In Boreal seas, bivalve metabolic activity is usually more reduced than in tropical or temperate domains, and the life span increase. For example, growth bands counting in the shells of the ocean Quahog (Arctica islandica) reveals that some of these shells are up to 250 years old (Wanamaker et al., 2008). Nevertheless in those environments, few species have highly defined growth increments calibration. The shell growth of the Antarctic scallop Adamussium colbecki is presently not well defined. Some authors attribute a growth rate close to the temperate equivalent species (Heilmayer et al., 2003) whereas others show a lower performance (Berkman et al., 2004).
During the MACARBI program, to investigate the shell growth rate and determine a sclerochronologic profile, Adamussium colbecki and Laternula elliptica shells from Terre Adélie (Antarctic) were marked in situ with calcein during 6 hours and recapture a month later, in the austral summer 2007-2008. At the same time, a control of environmental conditions (temperature, salinity and chlorophyll) was carried out.

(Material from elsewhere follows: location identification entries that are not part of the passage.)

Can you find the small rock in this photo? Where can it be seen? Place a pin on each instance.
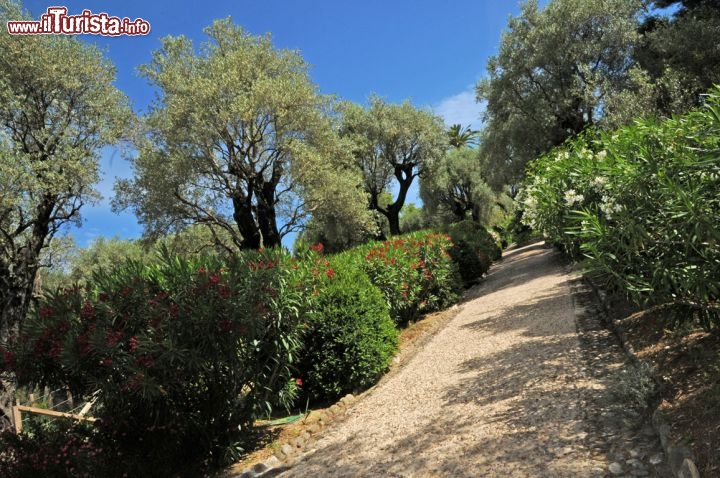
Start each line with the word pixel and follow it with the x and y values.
pixel 260 468
pixel 314 417
pixel 287 449
pixel 272 462
pixel 688 469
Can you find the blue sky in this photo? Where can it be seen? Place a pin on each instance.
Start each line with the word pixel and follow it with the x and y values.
pixel 429 52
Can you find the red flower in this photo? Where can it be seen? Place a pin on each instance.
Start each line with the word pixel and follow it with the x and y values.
pixel 88 311
pixel 145 361
pixel 174 310
pixel 83 346
pixel 113 338
pixel 46 312
pixel 9 358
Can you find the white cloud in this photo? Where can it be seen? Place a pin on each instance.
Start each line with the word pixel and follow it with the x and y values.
pixel 461 109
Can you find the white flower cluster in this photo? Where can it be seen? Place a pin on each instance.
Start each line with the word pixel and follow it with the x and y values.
pixel 526 197
pixel 608 206
pixel 572 197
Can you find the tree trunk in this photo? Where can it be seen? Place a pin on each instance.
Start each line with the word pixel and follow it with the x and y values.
pixel 404 176
pixel 242 213
pixel 16 301
pixel 267 217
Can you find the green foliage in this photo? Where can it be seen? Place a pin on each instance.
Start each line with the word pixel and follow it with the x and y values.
pixel 555 69
pixel 185 353
pixel 412 218
pixel 58 108
pixel 392 141
pixel 455 188
pixel 674 54
pixel 414 272
pixel 350 339
pixel 240 141
pixel 56 448
pixel 459 137
pixel 640 205
pixel 473 250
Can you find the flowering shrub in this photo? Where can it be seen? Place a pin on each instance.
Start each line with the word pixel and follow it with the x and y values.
pixel 185 353
pixel 62 449
pixel 350 338
pixel 414 272
pixel 640 204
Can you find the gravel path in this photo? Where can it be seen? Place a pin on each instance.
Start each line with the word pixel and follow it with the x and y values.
pixel 517 384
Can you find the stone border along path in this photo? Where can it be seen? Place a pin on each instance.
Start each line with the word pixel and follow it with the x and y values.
pixel 523 382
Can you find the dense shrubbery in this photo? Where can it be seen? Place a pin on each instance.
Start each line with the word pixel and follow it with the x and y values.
pixel 473 250
pixel 58 449
pixel 184 353
pixel 350 339
pixel 414 272
pixel 640 204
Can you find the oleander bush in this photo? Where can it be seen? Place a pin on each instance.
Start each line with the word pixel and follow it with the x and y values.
pixel 48 447
pixel 414 272
pixel 473 250
pixel 350 339
pixel 185 354
pixel 639 205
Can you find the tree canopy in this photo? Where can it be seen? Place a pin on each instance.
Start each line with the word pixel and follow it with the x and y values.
pixel 239 140
pixel 58 107
pixel 553 73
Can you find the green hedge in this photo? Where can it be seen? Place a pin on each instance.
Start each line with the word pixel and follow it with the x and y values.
pixel 640 206
pixel 415 273
pixel 350 338
pixel 474 249
pixel 185 354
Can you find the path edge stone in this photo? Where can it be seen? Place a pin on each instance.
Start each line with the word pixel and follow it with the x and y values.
pixel 288 453
pixel 679 455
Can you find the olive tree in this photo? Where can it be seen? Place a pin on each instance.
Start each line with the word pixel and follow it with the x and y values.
pixel 392 142
pixel 240 141
pixel 58 108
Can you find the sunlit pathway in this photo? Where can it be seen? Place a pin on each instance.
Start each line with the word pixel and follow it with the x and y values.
pixel 507 388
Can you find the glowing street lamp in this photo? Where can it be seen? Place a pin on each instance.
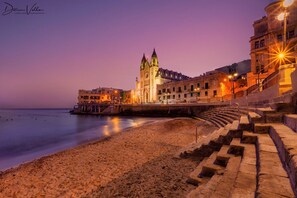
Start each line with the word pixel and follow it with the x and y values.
pixel 283 17
pixel 232 78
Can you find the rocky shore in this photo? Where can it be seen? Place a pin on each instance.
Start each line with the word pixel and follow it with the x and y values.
pixel 137 163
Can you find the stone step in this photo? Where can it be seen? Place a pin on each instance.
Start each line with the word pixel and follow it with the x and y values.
pixel 206 189
pixel 217 122
pixel 245 124
pixel 249 137
pixel 286 142
pixel 225 185
pixel 261 128
pixel 194 178
pixel 219 185
pixel 274 118
pixel 234 130
pixel 236 148
pixel 204 147
pixel 272 177
pixel 223 120
pixel 246 181
pixel 223 156
pixel 206 168
pixel 225 117
pixel 290 120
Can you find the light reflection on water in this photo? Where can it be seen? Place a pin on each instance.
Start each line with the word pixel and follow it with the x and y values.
pixel 29 134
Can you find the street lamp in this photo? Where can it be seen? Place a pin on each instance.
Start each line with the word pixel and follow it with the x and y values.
pixel 232 77
pixel 197 90
pixel 167 94
pixel 283 17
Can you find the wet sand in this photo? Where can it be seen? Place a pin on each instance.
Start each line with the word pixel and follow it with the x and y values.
pixel 137 163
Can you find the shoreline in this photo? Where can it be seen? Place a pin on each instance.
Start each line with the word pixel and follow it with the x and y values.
pixel 90 168
pixel 103 138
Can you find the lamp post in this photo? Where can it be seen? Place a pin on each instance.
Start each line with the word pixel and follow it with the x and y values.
pixel 167 94
pixel 196 90
pixel 283 17
pixel 285 70
pixel 232 77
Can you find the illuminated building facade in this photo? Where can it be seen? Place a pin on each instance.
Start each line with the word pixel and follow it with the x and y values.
pixel 152 75
pixel 209 87
pixel 267 42
pixel 99 95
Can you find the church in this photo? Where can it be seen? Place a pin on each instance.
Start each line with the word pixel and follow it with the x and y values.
pixel 152 75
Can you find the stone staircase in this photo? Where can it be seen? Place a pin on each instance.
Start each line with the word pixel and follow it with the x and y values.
pixel 255 156
pixel 221 116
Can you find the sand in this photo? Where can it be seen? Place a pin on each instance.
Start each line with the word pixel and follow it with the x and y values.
pixel 139 162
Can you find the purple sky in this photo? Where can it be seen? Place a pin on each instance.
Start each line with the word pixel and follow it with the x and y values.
pixel 45 59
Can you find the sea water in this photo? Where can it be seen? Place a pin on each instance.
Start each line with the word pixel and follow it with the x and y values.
pixel 29 134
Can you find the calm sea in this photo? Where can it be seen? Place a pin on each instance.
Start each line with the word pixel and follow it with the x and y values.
pixel 29 134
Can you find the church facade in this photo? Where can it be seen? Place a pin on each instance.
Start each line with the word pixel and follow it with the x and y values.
pixel 152 75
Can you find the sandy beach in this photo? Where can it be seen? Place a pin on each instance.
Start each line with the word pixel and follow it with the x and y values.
pixel 137 163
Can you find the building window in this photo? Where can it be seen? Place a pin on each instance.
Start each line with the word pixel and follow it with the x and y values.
pixel 262 43
pixel 291 34
pixel 257 44
pixel 257 69
pixel 262 69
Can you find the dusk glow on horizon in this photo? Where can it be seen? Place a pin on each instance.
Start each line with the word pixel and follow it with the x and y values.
pixel 46 58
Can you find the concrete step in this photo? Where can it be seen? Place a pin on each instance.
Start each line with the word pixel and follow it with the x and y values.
pixel 206 189
pixel 246 181
pixel 223 120
pixel 286 142
pixel 234 130
pixel 290 120
pixel 225 117
pixel 217 122
pixel 245 124
pixel 249 137
pixel 255 118
pixel 194 178
pixel 203 148
pixel 236 148
pixel 223 156
pixel 261 128
pixel 225 185
pixel 206 168
pixel 272 177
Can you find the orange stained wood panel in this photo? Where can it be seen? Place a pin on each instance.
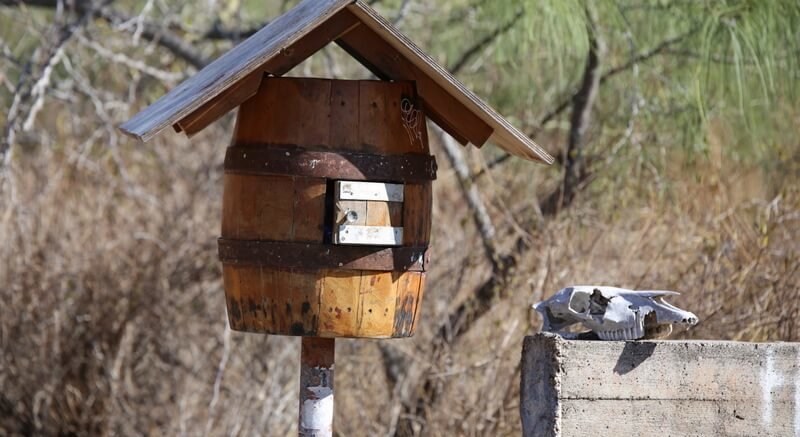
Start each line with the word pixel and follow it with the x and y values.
pixel 339 312
pixel 272 301
pixel 331 303
pixel 377 301
pixel 258 207
pixel 407 304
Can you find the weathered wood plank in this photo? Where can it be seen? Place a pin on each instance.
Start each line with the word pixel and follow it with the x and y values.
pixel 376 191
pixel 222 104
pixel 258 207
pixel 287 111
pixel 375 53
pixel 269 42
pixel 503 133
pixel 291 38
pixel 344 113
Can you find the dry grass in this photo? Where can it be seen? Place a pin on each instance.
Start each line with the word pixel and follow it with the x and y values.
pixel 112 319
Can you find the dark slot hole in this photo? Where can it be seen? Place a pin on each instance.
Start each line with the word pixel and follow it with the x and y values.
pixel 330 212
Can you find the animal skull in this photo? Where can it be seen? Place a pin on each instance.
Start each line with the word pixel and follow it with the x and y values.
pixel 613 313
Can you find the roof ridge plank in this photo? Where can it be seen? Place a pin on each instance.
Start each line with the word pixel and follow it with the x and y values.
pixel 308 27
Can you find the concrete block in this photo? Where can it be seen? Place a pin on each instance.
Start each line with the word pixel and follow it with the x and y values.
pixel 659 388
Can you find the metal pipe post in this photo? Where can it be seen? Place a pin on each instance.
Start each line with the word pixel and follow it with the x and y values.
pixel 316 387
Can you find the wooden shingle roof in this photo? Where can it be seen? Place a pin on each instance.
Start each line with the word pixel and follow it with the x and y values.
pixel 369 38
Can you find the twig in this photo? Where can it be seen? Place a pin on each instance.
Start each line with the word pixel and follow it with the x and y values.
pixel 661 48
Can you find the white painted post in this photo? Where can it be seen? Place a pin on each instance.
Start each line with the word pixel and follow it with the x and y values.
pixel 316 387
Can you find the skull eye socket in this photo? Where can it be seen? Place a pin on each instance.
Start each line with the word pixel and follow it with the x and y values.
pixel 579 302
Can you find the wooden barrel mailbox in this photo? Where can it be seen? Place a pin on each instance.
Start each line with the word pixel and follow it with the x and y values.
pixel 326 213
pixel 327 209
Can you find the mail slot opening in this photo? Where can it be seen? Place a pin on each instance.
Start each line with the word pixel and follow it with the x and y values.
pixel 368 213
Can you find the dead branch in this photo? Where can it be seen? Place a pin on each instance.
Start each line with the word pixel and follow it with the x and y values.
pixel 485 42
pixel 575 170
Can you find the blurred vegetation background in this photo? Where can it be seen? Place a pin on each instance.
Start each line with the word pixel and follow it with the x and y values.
pixel 676 127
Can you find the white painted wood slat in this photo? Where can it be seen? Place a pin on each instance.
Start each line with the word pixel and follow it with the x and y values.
pixel 375 191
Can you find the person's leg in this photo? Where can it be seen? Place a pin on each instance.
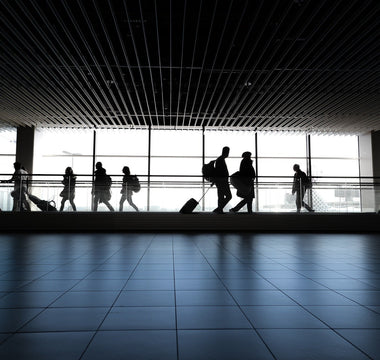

All shells marked provide a distinct green fluorescent line, corresponding to the date of the marking. Calcein marking did not affect survivorship or growth of A. colbecki and L. elliptica. Shell size measurements show that A. colbecki have a high growth rate, at least throughout the juvenile state. The big L. elliptica bivalves exhibit a lower shell growth rate than the pectinids. The counting of growth increments additionally to the use of calcein markings helps us to establish a chronological time scale in those polar bivalves. This sclerochronologic approach can be now used for geochemistry analyses. A. colbecki shells seem more appropriate for high-resolution archive and L. elliptica will provide information on a longer time scale.
Berkman P.A., Cattaneo-Vietti R., Chiantore M.,Howard-Williams C., 2004. Polar emergence ad the influence of increased sea-ice extent on the Cenozoic biogeography of pectinid molluscs in Antarctic coastal areas. Deep-Sea Research II 51, 1839-1855.
Heilmayer O., Brey T., Chiantore M., Cattaneo-Vietti R. and Arntz W.E., 2003. Age and productivity of the Antarctic scallop, Adamussium colbecki, in Terra Nova Bay (Ross Sea, Antarctica).Journal of Experimental Marine Biology and Ecology 288, 239-256.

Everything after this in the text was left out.